Segundo o responsável da ONU, “embora possam não ser consideradas como incitamento à violência, outras formas de expressão podem constituir discurso de ódio, se utilizarem linguagem pejorativa ou intolerante em relação a uma pessoa ou grupo com base no seu sexo, crença, raça, estatuto de migrante, orientação sexual ou qualquer outro fator inerente à sua pessoa ou identidade, procurando diminuir a sua dignidade e rebaixar o seu valor aos olhos dos outros”.
“Gostaria de elaborar: desumanizar as mulheres e negar a sua igualdade com os homens, abusar verbalmente de mulheres e raparigas muçulmanas que cobrem a cabeça com um véu, escarnecer de pessoas com deficiência, fazer falsas alegações de que os migrantes ou pessoas de etnias específicas são mais suscetíveis de se envolverem em crimes, ou difamar as pessoas LGBTIQ+, todos estes discursos de ódio são semelhantes, na medida em que derivam da noção básica de que algumas pessoas são menos merecedoras de respeito como seres humanos”, disse.
Admitindo a complexidade da questão, dado “a limitação de qualquer tipo de discurso ou expressão dever continuar, como princípio fundamental, a ser uma exceção, sobretudo porque as leis que limitam o discurso são frequentemente utilizadas de forma abusiva pelos detentores do poder, nomeadamente para abafar o debate sobre questões críticas”, o responsável da ONU lembrou, no entanto, que “o direito internacional é claro” em matéria de incitamento.
“O artigo 20.º do Pacto Internacional sobre os Direitos Civis e Políticos estabelece que os Estados devem, sem exceção, proibir qualquer apologia do ódio nacional, racial ou religioso que constitua um incitamento à discriminação, à hostilidade ou à violência”, recordou.
Admitindo que, em última análise, a aplicação deste artigo “é uma questão para os legisladores e tribunais nacionais determinarem num caso particular”, Volker Turk defendeu que estes “têm de o fazer de uma forma que seja consistente com as salvaguardas que o direito internacional dos direitos humanos proporciona”, tendo presente o recurso ao discurso de ódio com o único propósito de “fragmentar e provocar”.

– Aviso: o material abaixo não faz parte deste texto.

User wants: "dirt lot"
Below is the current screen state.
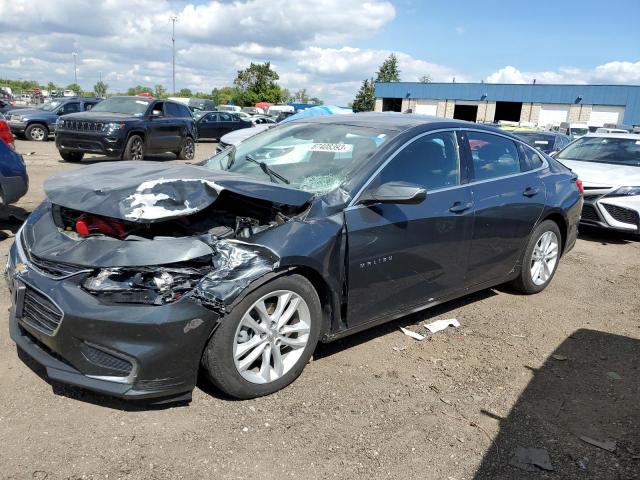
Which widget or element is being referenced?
[0,142,640,480]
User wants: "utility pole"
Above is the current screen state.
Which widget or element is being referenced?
[169,15,178,95]
[71,52,78,85]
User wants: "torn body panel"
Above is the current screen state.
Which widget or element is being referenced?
[44,161,313,223]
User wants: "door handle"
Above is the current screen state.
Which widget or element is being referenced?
[449,202,473,213]
[522,187,540,197]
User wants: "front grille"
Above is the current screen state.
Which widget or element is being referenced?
[22,286,63,335]
[29,253,89,278]
[582,203,600,222]
[602,204,640,225]
[81,343,133,377]
[62,120,104,132]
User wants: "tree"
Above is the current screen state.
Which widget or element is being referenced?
[93,80,109,97]
[153,84,167,98]
[293,88,309,103]
[353,78,376,112]
[211,87,240,105]
[67,83,82,95]
[376,53,400,82]
[233,62,288,106]
[127,85,153,96]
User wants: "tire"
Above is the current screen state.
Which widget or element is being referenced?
[58,150,84,163]
[175,137,196,160]
[122,135,144,160]
[511,220,562,295]
[24,123,49,142]
[202,275,322,399]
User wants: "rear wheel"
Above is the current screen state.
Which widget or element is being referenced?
[24,123,49,142]
[202,275,322,399]
[122,135,144,160]
[60,152,84,162]
[512,220,562,295]
[176,137,196,160]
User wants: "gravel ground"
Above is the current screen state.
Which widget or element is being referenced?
[0,141,640,480]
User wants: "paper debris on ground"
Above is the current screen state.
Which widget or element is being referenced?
[580,435,616,452]
[509,447,553,472]
[424,318,460,333]
[400,327,424,341]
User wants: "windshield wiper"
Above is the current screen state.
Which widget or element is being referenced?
[244,155,291,185]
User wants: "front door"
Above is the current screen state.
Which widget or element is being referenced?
[345,131,473,327]
[467,131,546,286]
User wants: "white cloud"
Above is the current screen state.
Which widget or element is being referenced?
[486,61,640,84]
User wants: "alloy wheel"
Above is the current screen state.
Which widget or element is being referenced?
[530,231,560,285]
[233,290,311,383]
[29,127,45,142]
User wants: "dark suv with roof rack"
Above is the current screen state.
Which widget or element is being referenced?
[56,97,197,162]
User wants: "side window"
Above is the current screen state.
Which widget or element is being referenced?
[62,102,80,115]
[164,102,182,117]
[467,131,520,180]
[373,132,460,191]
[522,146,544,170]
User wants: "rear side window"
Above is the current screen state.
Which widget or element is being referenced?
[467,132,521,180]
[374,132,460,190]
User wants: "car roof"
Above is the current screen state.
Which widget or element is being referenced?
[585,133,640,140]
[292,112,510,134]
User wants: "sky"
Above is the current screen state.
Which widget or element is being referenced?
[0,0,640,105]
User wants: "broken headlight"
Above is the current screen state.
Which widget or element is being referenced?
[82,264,211,305]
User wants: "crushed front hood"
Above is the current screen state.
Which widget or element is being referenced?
[44,162,313,223]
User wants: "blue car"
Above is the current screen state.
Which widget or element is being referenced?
[0,141,29,206]
[5,97,102,142]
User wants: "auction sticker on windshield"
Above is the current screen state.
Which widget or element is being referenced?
[309,143,353,153]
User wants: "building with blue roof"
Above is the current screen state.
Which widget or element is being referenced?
[375,82,640,127]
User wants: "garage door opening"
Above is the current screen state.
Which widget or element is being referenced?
[453,105,478,122]
[382,98,402,112]
[494,102,522,122]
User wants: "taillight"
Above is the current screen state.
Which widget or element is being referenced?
[0,120,15,148]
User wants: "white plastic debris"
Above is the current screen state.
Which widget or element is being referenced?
[424,318,460,333]
[400,327,424,341]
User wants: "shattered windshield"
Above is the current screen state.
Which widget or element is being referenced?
[91,97,151,117]
[203,123,395,194]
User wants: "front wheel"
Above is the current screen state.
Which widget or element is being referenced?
[122,135,144,160]
[24,123,49,142]
[513,220,562,295]
[202,275,322,399]
[176,137,196,160]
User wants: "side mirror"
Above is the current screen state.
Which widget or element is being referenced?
[358,182,427,205]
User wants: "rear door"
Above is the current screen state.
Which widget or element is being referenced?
[345,131,473,327]
[460,130,546,286]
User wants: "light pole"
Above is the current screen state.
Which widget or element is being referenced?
[169,15,178,95]
[71,52,78,85]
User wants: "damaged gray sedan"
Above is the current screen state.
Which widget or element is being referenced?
[7,114,582,401]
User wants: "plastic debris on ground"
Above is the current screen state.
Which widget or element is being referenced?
[424,318,460,333]
[580,435,617,452]
[509,447,553,472]
[400,327,425,341]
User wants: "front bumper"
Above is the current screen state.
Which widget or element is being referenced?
[0,173,29,205]
[7,120,27,135]
[7,232,218,399]
[56,129,126,157]
[580,195,640,234]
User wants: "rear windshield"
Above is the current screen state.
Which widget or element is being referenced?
[516,133,555,153]
[556,137,640,167]
[91,97,151,117]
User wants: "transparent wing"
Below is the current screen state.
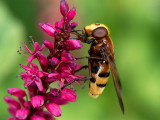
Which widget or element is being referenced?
[107,55,124,114]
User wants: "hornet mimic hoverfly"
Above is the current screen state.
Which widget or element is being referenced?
[74,23,124,113]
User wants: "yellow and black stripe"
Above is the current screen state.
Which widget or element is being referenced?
[89,59,110,98]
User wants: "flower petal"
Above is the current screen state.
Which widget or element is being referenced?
[61,88,77,102]
[4,96,21,109]
[8,107,17,116]
[43,40,53,49]
[31,95,44,108]
[60,0,69,16]
[67,8,76,20]
[61,52,74,62]
[31,115,45,120]
[67,39,82,50]
[16,108,29,120]
[8,88,26,97]
[50,57,59,65]
[36,51,48,71]
[39,23,56,37]
[34,42,40,53]
[35,79,43,91]
[51,96,68,105]
[45,103,62,117]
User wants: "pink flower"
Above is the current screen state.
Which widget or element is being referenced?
[61,52,74,62]
[50,57,59,65]
[61,88,77,102]
[20,63,48,91]
[31,115,45,120]
[39,23,56,37]
[4,96,21,109]
[16,108,29,120]
[68,22,78,31]
[43,40,53,49]
[4,0,82,120]
[8,88,26,97]
[31,95,44,108]
[67,8,76,20]
[36,51,48,71]
[67,39,82,50]
[60,0,69,16]
[45,103,62,117]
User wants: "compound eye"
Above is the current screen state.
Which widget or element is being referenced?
[92,27,108,38]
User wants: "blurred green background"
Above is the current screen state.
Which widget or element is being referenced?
[0,0,160,120]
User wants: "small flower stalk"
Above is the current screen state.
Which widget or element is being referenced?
[4,0,83,120]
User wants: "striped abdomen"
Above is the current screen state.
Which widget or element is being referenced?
[89,59,110,98]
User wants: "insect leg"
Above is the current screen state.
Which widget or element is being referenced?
[61,77,90,90]
[75,56,104,60]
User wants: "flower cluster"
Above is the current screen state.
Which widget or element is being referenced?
[4,0,82,120]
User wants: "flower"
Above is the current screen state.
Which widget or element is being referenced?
[39,23,56,37]
[4,0,83,120]
[20,63,48,91]
[31,95,44,108]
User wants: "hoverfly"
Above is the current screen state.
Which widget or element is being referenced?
[74,23,124,113]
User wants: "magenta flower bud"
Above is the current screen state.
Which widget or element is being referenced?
[4,96,21,109]
[16,108,29,120]
[23,101,32,108]
[8,107,17,116]
[69,22,78,31]
[36,51,48,71]
[51,96,68,105]
[34,42,40,52]
[39,23,56,37]
[7,118,17,120]
[67,39,82,50]
[61,88,77,102]
[60,0,69,16]
[43,40,53,49]
[31,95,44,108]
[51,57,59,65]
[61,52,73,62]
[8,88,26,97]
[67,8,76,20]
[31,115,45,120]
[45,103,62,117]
[50,88,58,96]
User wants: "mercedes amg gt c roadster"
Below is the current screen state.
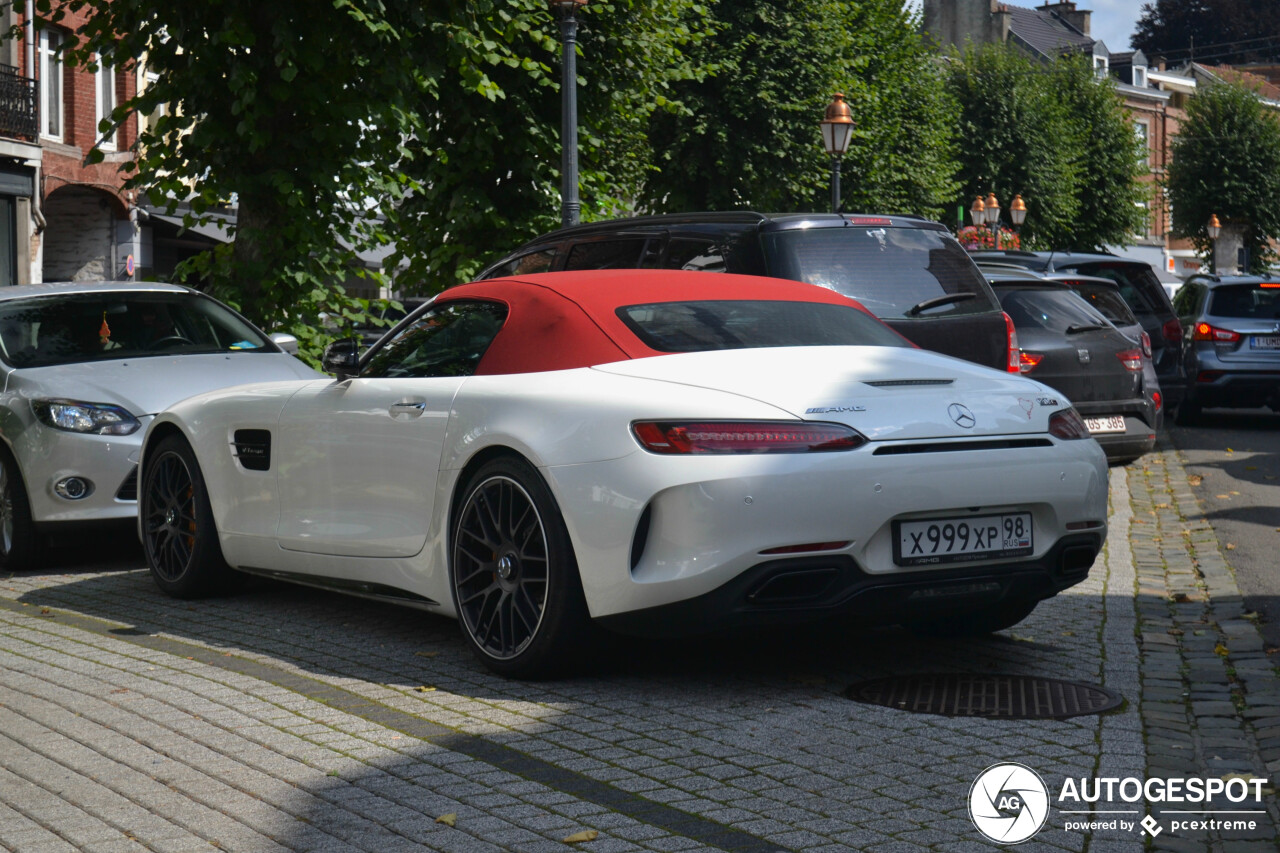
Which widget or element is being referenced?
[138,270,1107,678]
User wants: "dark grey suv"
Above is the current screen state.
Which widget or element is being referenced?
[972,251,1187,407]
[479,211,1019,373]
[1174,275,1280,423]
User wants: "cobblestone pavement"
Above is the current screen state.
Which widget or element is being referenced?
[0,438,1280,853]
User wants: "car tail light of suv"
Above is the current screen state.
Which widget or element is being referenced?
[1116,350,1142,371]
[1192,323,1240,343]
[1004,311,1018,373]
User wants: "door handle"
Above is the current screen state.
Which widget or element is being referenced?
[389,400,426,418]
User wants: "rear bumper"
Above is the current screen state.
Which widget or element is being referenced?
[596,533,1102,637]
[1187,362,1280,409]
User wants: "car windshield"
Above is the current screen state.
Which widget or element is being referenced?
[0,291,278,368]
[763,225,996,318]
[1000,288,1110,334]
[617,300,911,352]
[1208,282,1280,320]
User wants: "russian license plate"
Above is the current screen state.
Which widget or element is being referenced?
[893,512,1033,566]
[1084,415,1124,434]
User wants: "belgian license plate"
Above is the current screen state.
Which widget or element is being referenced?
[893,512,1034,566]
[1084,415,1124,434]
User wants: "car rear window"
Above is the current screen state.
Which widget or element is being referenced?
[1071,263,1169,316]
[1000,289,1108,334]
[1208,282,1280,320]
[1070,282,1138,325]
[617,300,911,352]
[763,225,997,318]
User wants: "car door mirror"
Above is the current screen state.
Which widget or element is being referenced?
[320,338,360,382]
[269,326,298,355]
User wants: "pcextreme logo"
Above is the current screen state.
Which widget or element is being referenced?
[969,762,1274,844]
[969,763,1048,844]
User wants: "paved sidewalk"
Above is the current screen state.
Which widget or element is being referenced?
[0,440,1280,853]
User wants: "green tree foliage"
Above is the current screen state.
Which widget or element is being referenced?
[639,0,955,216]
[1130,0,1280,65]
[948,45,1146,250]
[399,0,709,292]
[1166,83,1280,273]
[27,0,426,330]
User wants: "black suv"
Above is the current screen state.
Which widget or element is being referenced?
[477,211,1019,373]
[972,250,1187,410]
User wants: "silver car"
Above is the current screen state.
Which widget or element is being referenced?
[1174,275,1280,421]
[0,282,321,571]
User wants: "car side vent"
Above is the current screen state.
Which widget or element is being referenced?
[874,438,1053,456]
[863,379,955,388]
[232,429,271,471]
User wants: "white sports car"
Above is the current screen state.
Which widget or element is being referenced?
[138,270,1107,678]
[0,282,323,571]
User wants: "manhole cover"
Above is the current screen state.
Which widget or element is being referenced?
[845,672,1124,720]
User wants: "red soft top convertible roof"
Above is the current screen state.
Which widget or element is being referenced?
[436,269,869,375]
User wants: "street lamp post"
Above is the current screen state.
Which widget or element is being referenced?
[550,0,586,225]
[1204,214,1222,273]
[822,92,854,213]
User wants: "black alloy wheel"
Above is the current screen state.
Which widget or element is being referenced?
[451,457,589,678]
[138,435,232,598]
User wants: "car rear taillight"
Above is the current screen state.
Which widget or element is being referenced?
[1005,313,1027,373]
[1192,323,1240,343]
[1116,350,1142,370]
[1048,409,1091,439]
[631,420,867,455]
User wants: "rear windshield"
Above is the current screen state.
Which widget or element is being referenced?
[1000,289,1111,334]
[1064,261,1169,316]
[617,300,911,352]
[0,291,270,368]
[1071,283,1138,325]
[763,225,997,318]
[1208,282,1280,320]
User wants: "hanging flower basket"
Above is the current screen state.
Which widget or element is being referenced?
[956,225,1023,251]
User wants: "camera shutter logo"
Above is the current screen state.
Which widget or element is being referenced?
[969,762,1048,844]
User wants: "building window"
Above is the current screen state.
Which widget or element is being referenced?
[1133,122,1151,163]
[40,29,63,142]
[93,56,115,151]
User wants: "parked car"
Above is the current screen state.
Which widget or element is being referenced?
[1174,275,1280,421]
[477,211,1018,373]
[972,250,1187,407]
[992,274,1161,462]
[140,270,1107,678]
[0,282,321,571]
[1044,273,1165,417]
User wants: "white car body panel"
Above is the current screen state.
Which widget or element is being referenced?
[148,347,1107,616]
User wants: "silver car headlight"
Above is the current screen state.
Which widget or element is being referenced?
[31,400,142,435]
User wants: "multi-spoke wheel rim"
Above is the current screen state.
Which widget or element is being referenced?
[142,452,196,580]
[453,476,548,660]
[0,464,13,555]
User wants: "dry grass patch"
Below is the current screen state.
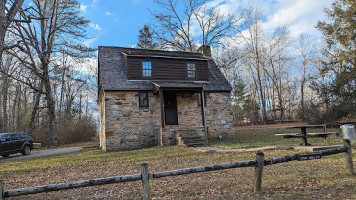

“Muitas sociedades estão a debater-se com esta instrumentalização das diferenças religiosas para fins políticos. Não podemos deixar-nos arrastar e instrumentalizar por estes mercadores do caos para obter ganhos políticos – estes provocadores que procuram deliberadamente formas de nos dividir”, advertiu o alto-comissário dos Direitos Humanos das Nações Unidas.